Overnight culture of bacterial cells was diluted 1:100 in GAM Broth (Nissui) supplemented with 1% each amino acid and incubated aerobically at 37 °C for 3 hours. The cells were fixed in 2.5% glutaraldehyde (FUJIFILM Wako Pure Chemical) solution on ice for 10 minutes, harvested by centrifugation at 4000 ×g for 2 minutes, and then resuspended in freshly prepared 2.5% glutaraldehyde solution. Bacterial suspension was spotted on a Nano Percolator membrane (JEOL). Samples were washed in 0.1 M phosphate buffer (pH 7.4, Muto Pure Chemicals), fixed with 1.0% osmium tetroxide (TAAB Laboratories) for 2 hours at 4 °C, and treated with a series of increasing concentrations of ethanol. The samples were dried up with a critical point dryer (CPD300, Leica Biosystems) and coated with about 2-nm thickness of osmium using a conductive osmium coater (Neoc-ST, Meiwafosis).

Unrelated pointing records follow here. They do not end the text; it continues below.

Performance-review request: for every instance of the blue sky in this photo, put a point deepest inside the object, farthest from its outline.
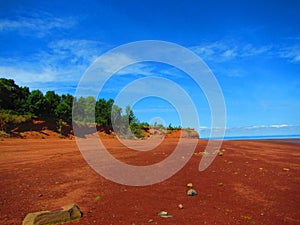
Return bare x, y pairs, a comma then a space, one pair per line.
252, 47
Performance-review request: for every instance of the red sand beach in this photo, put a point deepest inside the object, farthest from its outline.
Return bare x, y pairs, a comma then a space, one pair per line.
254, 182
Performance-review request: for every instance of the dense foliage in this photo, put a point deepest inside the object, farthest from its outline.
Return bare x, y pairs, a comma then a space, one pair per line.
18, 104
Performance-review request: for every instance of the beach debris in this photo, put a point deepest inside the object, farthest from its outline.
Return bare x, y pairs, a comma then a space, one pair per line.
66, 213
164, 214
192, 192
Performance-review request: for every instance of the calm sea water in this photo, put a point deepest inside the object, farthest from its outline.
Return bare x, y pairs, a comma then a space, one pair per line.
257, 137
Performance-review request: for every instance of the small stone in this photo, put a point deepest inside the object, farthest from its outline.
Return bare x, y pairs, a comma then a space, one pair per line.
67, 213
164, 214
192, 192
190, 185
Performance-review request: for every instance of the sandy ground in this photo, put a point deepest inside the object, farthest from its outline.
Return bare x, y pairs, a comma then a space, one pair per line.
247, 185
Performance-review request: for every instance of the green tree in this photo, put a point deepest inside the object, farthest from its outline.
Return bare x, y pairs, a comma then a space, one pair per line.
13, 97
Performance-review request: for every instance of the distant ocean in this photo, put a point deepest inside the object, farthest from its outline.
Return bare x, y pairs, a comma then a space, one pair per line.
256, 137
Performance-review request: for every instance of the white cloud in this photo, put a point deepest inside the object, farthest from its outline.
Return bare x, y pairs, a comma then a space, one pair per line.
64, 60
36, 23
224, 50
23, 77
292, 53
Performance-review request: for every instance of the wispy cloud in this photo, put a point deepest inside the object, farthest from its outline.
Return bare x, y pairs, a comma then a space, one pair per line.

SEM images were acquired using the SU6600 (Hitachi High Tech) at an electron voltage of 5 keV.

Bacterial Strains

E. coli JCM1649, E. faecalis JCM5803, L. plantarum JCM1149, B. coccoides JCM1395, C. clostridioforme JCM1291, C. ramosum JCM1298, B. longum JCM1217, B. adolescentis JCM1275, and C. aerofaciens JCM10188 were obtained from JCM (Japan Collection of Microorganisms). L. reuteri ATCC23272, S. anginosusATCC33397, B. fragilisATCC25285, and F. nucleatum ATCC25586 were obtained from ATCC. K. pneumoniae P1, P. milabillis P1, and E. gallinarum P1 are isolated from the patients with UC-associated PSC.²¹ Coriobacteria is isolated from D-aa^5mix mice.